De entrada, aviso que puedo llegar a ser un poco rancia, pero es lo que hay. Un ejemplo. Hace siete u ocho años, en un rastro y por menos de veinte euros, compré dos prendas sin estrenar. La camisa blanca era tan cómoda que la usé como si no tuviera otra cosa hasta que se rompió a fuerza de lavados. La cazadora azul de lentejuelas fue, lo reconozco, una compra impulsiva y una frivolidad. Me la he puesto una vez y la he prestado dos o tres. No es para todos los días, por lo menos para todos los míos, pero entre que las compras que se quedan en el armario me producen incomodidad y que llegaba nochevieja, decidí que, aunque me diera un poco de lacha, me la ponía.

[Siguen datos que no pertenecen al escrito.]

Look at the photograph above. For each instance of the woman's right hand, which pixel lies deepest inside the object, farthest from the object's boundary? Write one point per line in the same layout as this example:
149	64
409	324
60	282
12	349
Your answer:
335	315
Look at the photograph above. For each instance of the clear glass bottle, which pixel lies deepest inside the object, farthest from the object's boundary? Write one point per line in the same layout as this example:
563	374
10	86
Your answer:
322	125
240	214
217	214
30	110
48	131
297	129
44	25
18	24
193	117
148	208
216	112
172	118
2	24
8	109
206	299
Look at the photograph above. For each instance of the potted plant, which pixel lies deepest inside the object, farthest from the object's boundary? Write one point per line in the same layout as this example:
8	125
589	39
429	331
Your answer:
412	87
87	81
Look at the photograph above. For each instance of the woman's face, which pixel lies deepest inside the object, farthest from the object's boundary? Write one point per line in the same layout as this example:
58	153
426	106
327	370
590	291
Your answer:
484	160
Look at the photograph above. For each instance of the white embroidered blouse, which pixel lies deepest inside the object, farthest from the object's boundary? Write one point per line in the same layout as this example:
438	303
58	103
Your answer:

No pudo ser. Tengo un superpoder de mierda que consiste en aprovechar los festivos para ponerme mala. La fiesta es mi kriptonita. Como A comparte esta característica y JM tampoco andaba muy católico, J y M congelaron lo que prepararon y esperamos la oportunidad de resarcirnos.

En casa y sin la cazadora frivolizante, un error, me puse a ver las campanadas y, aunque el trancazo no ayudó a la empatía ni a la tolerancia, creo que tuvieron todos los ingredientes para cabrear a cualquiera con dos dedos de frente. Como se me sobran los adjetivos, voy a elegir.

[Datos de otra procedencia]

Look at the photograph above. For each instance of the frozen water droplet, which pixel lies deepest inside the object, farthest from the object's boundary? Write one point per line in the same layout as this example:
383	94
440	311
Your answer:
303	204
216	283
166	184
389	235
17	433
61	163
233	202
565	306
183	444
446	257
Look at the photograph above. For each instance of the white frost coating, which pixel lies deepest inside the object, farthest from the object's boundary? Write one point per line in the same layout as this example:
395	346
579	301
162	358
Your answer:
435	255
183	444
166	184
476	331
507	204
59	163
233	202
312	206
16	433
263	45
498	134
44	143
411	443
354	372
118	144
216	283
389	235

Las campanadas fueron, además de aburridas, chabacanas, torpes, crueles o faltas de perspectiva –¿qué opinan ustedes de utilizar el sufrimiento ajeno como elemento de vestuario o el propio como contenido? ¿Quién perpetra estos guiones y puestas en escena? ¿Quién da el visto bueno, especialmente en la televisión pública?

Para pasar el mal rato, me consolé con los guionistas de Cachitos. La fiesta no está reñida con la inteligencia, sostengo. Que 2023 les sea propicio.